The Question is, would you like to share this script and/or modifies it to be able to this works and post release it in the "RPZ DNS firewall tools" group? As I find clumsy to reinvent the wheel

ScriptTiger commented 5 years ago

I certainly plan to release everything, for sure! Before I release it though, I just need to clean some things up. Over the evolution of my website I have been continually adding and modifying my internal scripts. The original script I wrote was clean and had comments and everything. However, over time as I added more to it, it just got messier and messier and isn't even all that efficient, I just got lazy to fix it because ultimately it works even though I know it could work better.

Another problem with my scripts is that they can cause serious problems with the latest Windows 10 builds. Windows 10 has been pushing a lot of "performance" enhancements which don't work well for my scripts due to the internal iteration processes. I actually have to boot into safe mode just to run my script every time I regenerate my website. I'm trying to minimize this as much as possible, as well, before I release it so it's not wreaking havoc and breaking people's system's unnecessarily.

I also, of course, have a day job and family, etc., and all of this is just a hobby of mine. I squeeze in time to work on it when I can, but can't really put any deadlines to it.
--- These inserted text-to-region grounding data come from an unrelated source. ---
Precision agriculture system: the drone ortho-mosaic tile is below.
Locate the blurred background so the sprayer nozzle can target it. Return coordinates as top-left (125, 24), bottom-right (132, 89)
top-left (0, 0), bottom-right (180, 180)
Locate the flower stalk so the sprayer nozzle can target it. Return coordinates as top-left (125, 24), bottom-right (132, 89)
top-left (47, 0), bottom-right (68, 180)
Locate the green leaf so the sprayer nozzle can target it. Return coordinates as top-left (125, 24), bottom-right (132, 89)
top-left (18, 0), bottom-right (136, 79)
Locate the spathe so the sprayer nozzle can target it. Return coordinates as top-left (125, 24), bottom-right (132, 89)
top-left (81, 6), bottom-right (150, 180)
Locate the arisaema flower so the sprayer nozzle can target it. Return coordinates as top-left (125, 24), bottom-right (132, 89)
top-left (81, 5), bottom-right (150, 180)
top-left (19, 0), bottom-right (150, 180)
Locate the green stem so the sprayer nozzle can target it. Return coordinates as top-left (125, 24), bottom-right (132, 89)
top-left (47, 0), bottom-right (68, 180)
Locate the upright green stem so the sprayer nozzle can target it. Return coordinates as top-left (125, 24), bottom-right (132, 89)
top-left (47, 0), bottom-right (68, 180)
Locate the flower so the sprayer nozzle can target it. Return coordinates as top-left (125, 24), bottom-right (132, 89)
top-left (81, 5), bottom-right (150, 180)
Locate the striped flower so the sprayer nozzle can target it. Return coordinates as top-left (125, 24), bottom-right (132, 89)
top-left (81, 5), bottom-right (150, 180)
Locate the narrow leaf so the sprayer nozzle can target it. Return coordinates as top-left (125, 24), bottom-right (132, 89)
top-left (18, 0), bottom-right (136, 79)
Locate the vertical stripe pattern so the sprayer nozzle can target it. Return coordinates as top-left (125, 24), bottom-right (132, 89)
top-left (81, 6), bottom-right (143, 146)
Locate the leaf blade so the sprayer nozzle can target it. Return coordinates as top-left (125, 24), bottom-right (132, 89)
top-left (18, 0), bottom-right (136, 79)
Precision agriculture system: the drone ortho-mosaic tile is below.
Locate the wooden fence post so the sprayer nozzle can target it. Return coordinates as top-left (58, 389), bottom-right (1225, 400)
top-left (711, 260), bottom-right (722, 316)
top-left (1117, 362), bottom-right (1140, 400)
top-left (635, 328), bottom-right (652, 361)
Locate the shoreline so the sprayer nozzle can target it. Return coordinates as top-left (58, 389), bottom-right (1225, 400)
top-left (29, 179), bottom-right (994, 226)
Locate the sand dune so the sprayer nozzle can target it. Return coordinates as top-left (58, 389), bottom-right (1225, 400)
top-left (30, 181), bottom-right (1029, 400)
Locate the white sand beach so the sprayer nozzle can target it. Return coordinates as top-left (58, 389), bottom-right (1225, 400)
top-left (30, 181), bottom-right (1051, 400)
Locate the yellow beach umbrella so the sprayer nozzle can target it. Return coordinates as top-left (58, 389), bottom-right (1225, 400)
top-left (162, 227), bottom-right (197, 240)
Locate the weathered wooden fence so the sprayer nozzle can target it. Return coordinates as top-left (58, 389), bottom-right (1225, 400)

Of course I really appreciate all the interest and it definitely further motivates me to try to speed up my development a bit more, but I hope everyone can understand if I work a bit slow when it comes to these things.

ScriptTiger commented 5 years ago

@spirillen, if your project is mostly just interested with the RPZ script, I can rip all of those pieces out and make a script just for that, which might be faster and more efficient if that's the piece of it you're after.

EDIT: I have just created a local repository for this and should have it out within the next week or so, as time permits.

EDIT: I have re-purposed an existing repository I already have for this purpose.

https://github.com/ScriptTiger/Hosts-Conversions

I will slowly churn out conversion scripts for all of the formats my website currently supports and I will mirror that repository on GitLab.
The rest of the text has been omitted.